Tangent space to a submanifold

If $Z$ is a submanifold then there is a natural notion of the plane tangent to $Z$ at any point $x$ independent of abstract notions such as equivalence classes of paths and co-ordinates. It is just the subspace of $\mathbb{R}^n$ tangential to $Z$ at $x$. More precisely if $Z = f^{-1}(0)$ it is the kernel of $df(x)$ which we denoted by $K_x$. To relate this to the abstract notion of tangent vector consider a smooth path

$$\gamma\colon (-\epsilon , \epsilon ) \to Z.$$

Because $Z \subset \mathbb{R}^n$ this is naturally a path in $\mathbb{R}^n$. We check first that this is smooth. To do this choose co-ordinates $(U, \psi)$ for $\mathbb{R}^n$ about $x$ satisfying

$$U \cap Z = \{ x \in Z \colon \mid \psi^{d+1}(x)= \dots = \psi^n(x) = 0\}.$$

and denote by $\bar \psi$ the corresponding co-ordinates on $U \cap Z$. Smoothness of $\gamma$ means that the functions $\hat\psi^i \circ \gamma = \psi^i \circ \gamma$ are smooth for each $i = 1, \dots, d$. Because $\gamma$ has image inside $Z$ we also have that $\psi^i \circ \gamma = 0$ for each $i = d+1, \dots, n$ and hence these are also smooth. So $\gamma$ is a smooth path in $\mathbb{R}^n$. Consider the vector $\gamma'(0)$ in $\mathbb{R}^n$. We have that $f\circ \gamma(t) = 0$ for all $t$ so by the chain rule $df(x) (\circ'(0)) = 0$ so that $\gamma'(0) \in K_x$.
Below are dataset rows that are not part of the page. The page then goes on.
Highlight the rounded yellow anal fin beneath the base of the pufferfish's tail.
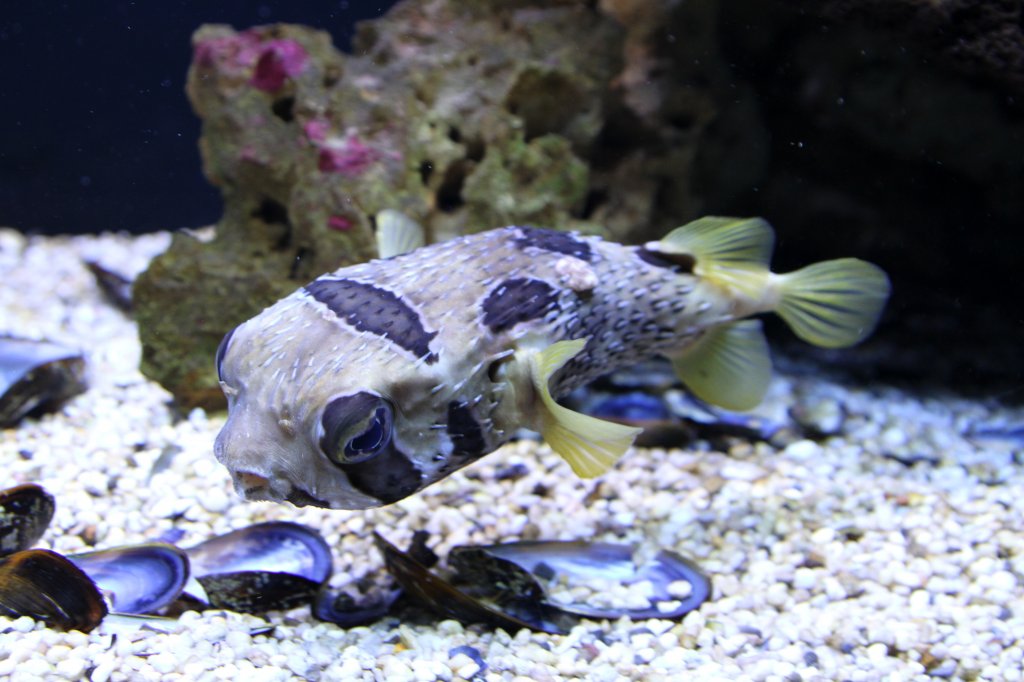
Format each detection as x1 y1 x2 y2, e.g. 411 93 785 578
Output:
672 319 771 410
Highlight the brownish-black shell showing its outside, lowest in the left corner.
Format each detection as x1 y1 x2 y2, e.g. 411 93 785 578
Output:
0 550 106 632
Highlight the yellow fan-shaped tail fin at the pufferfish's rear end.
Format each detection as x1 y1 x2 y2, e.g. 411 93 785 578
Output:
775 258 889 348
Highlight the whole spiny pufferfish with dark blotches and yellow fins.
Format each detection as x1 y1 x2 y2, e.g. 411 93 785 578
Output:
214 211 889 509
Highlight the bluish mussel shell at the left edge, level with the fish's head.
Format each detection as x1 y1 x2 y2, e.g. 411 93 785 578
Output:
0 337 85 428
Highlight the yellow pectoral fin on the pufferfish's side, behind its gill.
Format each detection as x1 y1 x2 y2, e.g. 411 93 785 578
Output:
530 339 643 478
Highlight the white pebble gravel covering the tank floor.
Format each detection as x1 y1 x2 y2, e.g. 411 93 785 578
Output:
0 230 1024 682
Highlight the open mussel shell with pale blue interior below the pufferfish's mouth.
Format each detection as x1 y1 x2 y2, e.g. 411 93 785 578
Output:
185 521 333 613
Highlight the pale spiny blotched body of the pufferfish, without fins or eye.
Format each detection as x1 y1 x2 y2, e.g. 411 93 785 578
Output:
215 226 738 509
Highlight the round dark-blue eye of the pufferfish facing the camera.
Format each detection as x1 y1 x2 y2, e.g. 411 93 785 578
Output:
319 392 394 465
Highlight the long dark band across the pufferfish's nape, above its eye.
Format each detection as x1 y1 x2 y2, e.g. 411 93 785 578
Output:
305 280 437 364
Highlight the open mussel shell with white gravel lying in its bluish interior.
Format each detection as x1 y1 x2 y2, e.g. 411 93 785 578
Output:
449 541 711 620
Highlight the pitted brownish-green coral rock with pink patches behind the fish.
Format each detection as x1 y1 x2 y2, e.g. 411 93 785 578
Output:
134 0 729 408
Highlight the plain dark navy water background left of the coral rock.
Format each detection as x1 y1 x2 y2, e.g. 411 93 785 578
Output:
0 0 394 233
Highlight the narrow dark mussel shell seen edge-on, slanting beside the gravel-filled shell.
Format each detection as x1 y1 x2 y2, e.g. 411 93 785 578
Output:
374 532 571 634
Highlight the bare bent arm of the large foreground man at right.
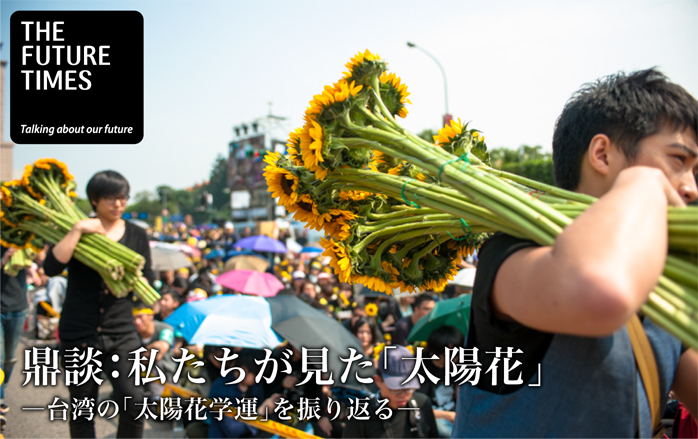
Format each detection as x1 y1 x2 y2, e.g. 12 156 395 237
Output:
492 167 681 336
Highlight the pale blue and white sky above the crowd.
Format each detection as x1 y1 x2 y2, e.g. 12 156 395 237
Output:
0 0 698 196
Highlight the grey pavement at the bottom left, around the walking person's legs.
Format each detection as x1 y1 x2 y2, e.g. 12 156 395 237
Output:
3 334 184 438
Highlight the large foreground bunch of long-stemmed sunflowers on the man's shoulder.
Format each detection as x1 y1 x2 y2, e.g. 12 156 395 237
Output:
265 50 698 347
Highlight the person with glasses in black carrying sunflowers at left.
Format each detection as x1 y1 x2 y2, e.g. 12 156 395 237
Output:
44 171 154 437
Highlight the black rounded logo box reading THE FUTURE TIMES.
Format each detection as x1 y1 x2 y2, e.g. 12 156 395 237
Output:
9 11 143 144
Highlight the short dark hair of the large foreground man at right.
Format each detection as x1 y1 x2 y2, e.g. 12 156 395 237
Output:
553 68 698 190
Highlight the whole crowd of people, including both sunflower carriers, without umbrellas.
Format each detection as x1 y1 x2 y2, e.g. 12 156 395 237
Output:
0 69 698 437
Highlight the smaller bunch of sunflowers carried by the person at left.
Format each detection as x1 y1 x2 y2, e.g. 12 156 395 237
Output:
0 158 160 304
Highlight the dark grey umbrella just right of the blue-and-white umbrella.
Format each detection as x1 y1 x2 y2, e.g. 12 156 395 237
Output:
267 294 375 390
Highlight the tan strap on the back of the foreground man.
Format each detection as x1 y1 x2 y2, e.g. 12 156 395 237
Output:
626 314 662 437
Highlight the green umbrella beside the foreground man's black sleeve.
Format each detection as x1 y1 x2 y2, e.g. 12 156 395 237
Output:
407 294 473 342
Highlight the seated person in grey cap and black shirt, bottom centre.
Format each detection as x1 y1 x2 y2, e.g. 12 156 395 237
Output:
343 346 439 438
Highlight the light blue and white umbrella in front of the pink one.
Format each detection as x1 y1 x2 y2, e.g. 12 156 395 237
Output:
165 294 283 349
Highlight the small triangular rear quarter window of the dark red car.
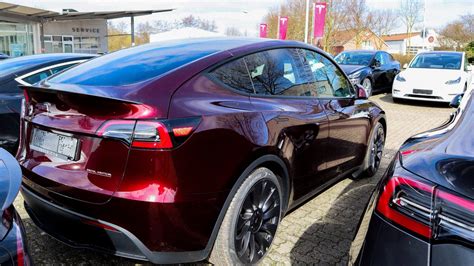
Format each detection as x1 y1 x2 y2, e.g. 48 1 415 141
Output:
211 59 254 93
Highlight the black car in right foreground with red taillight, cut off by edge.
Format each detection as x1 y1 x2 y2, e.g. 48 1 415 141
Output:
350 91 474 265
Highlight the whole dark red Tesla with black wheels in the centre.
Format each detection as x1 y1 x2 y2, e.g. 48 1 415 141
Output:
18 38 386 265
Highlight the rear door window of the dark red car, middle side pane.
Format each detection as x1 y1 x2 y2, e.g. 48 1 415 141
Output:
245 49 316 96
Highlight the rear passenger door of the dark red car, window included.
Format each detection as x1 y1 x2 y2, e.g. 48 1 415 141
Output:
245 49 329 199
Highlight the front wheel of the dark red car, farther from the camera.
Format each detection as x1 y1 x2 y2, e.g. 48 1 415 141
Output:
350 122 385 180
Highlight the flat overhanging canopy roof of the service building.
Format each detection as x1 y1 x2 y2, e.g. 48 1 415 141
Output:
0 2 173 21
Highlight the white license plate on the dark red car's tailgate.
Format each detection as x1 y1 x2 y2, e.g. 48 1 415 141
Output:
30 128 79 160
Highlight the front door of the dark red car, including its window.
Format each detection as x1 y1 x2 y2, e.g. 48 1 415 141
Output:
305 50 370 179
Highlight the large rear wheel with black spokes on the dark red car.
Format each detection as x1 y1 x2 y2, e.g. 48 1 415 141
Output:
209 167 283 265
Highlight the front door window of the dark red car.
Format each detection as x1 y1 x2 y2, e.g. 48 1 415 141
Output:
304 50 353 98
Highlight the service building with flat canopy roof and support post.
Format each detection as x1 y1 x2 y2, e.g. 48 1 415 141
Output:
0 2 172 56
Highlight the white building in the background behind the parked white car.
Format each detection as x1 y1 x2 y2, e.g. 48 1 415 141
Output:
382 30 439 55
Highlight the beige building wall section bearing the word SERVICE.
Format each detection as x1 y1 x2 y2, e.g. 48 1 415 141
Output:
44 19 108 54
We can now define a map $T_xZ \to K_x$. If $X \in T_xZ$ then we choose a path $\gamma$ whose tangent vector at 0 is $X$ and map $X$ to $\gamma'(0) \in K_x$. We have to check first that this is well-defined. Let $\rho$ be another such path and consider the co-ordinates $\bar \psi$. By definition we have

$$(\bar\psi^i\circ\gamma)'(0) = (\bar\psi^i\circ\rho)'(0)$$

for every $i = 1, \dots, d$. Hence we also have

$$(\psi^i\circ\gamma)'(0) = (\psi^i\circ\rho)'(0)$$

for every $i = 1, \dots, d$. But

$$(\psi^i\circ\gamma)'(0) = (\psi^i\circ\rho)'(0) = 0$$

for $i = d+1, \dots, n$ so we have

$$(\psi^i\circ\gamma)'(0) = (\psi^i\circ\rho)'(0)$$

for $i = 1, \dots, n$. Hence $X$ maps to the same element of $K_x$ whether we use $\gamma$ or $\rho$. To show that this map is injective we use a similar argument. It is easy to see that this map is linear. Hence, counting, dimensions we see that this is a linear isomorphism.

We conclude that if $Z \subset \mathbb{R}^n$ is a submanifold and we consider the tangents to all the paths through $x \in Z$, thought of as maps into $\mathbb{R}^n$ then they span the space $K_x$.